Varieties of Varieties
Polynomials are fundamental mathematical objects. Many basic practices in our lives are expressed through polynomials, and the same is true for the laws of science. Einstein’s famous formula expresses energy, E, in terms of a polynomial of degree 1 in m – the mass – and of degree 2 in c – the speed of light, as E = mc 2 .
Algebraic geometry studies those geometric objects, called (algebraic) varieties, determined by the vanishing of polynomials. Several familiar objects are varieties, for example spheres, but also the one in the picture 1 below.
Many disciplines, including mathematics, organize themselves by classifying objects of interest according to certain criteria, hence certain types. Whereas the choice of such criteria may be difficult in some areas, in mathematics it is often simple. And in algebraic geometry this leads to a fascinating discovery: The sets of all varieties of a certain type are themselves varieties, and their geometric structure records some of the features of the varieties they parametrize; as such they are called moduli spaces.
A moduli space is thus a variety whose points correspond to varieties of a certain type. The simplest and most important varieties are the smooth ones, which, informally speaking, are such that under a microscope they will look exactly the same everywhere. A sphere is a good example, and so is the torus 1 .
1 Images due to Herwig Hauser
The systematic study of the geometry of moduli spaces began in the mid-1900s, but it can be traced back to the work of B. Riemann in the 19th century.
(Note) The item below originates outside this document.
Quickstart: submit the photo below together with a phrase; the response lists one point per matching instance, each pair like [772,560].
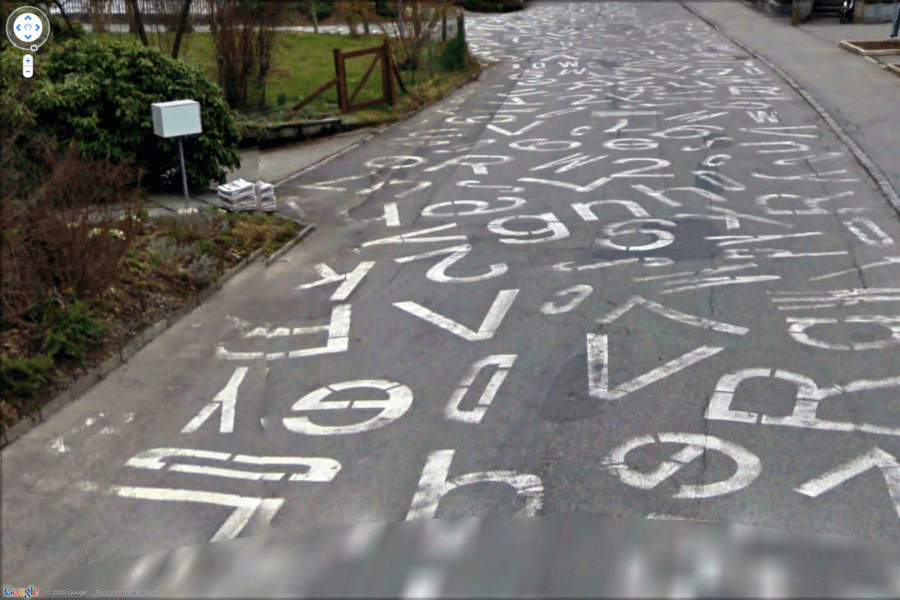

A fact that modern algebraic geometers recognize as an irrefutable truth is that a moduli space is a good solution to a classification problem only if it “fixes the holes”. In a moduli space the varieties should be free to move around without falling out of it; in mathematical terms, good moduli spaces should be compact. This entails that to the moduli space of smooth varieties we will often have to add more complicated types, i.e., singular varieties, because our smooth varieties inevitably fall into them. It is as if while drawing a map of all rivers on planet Earth we realize that it is sensible to include also lakes and seas.
For varieties of dimension one, called curves, the “compactification” problem, the issue of which types to add to the smooth ones, is now settled thanks to P. Deligne and D. Mumford, whose seminal work on moduli spaces was awarded a Fields medal in 1974. But the main focus of the program was on varieties of dimension greater than one, whose study is the subject of birational geometry informed by our deep understanding of curves and their moduli spaces.
The compactification problem – which types of varieties to choose – is more complex than it is for curves. The global geometry of curves is captured by one numerical invariant, the genus of the curve, and for the local geometry, Deligne and Mumford showed that it suffices to consider the simplest type of singularity a curve can have: nodes. As a result, for every positive integer, g, there exists one (compact) moduli space which classifies, roughly speaking, two types of curves having genus equal to g: smooth ones and nodal ones.
In higher dimensions not only are the global and local geometry more intricate, but their interplay is also an issue, as one affects the other.
The history of the subject goes back to the beginning of the 1900s with the work of Castelnuovo and Enriques in dimension 2, till the boom, in the 1980s, brought by Mori and the program which takes his name. Again, a Fields medal, in 1990, awarded this achievement which consisted, loosely speaking, in a procedure to associate to each algebraic variety one of the right type, suggestively called a “minimal model”. The progress of the last three decades culminated in the work of C. Birkar, P. Cascini, C. Hacon and J. McKernan, with a Fields medal awarded to Birkar in 2018, and a Breakthrough Prize in 2018 for Hacon (the lead organizer and Chern Professor during this program) and McKernan (a Simons Professor during the program).
Today we have a clear picture of what the classification scheme should be, and the conditional is needed as some parts are still open. It is worth stressing that arriving at this conjectural picture took about a century and is itself a major scientific achievement (awarded along the way by the most important mathematical prizes). Much of the research during the Spring 2019 program Birational Geometry and Moduli Spaces was devoted to positive results within this conjectural scheme, and a remarkable example are those about the moduli space of “K-semistable” Fano varieties, a fundamental type of varieties (including projective spaces) where the moduli problem had long been considered off-limits. It is on these research directions that the MSRI program had its highlights, with the active participation of many of the world experts in the field, either as organizers or as participants.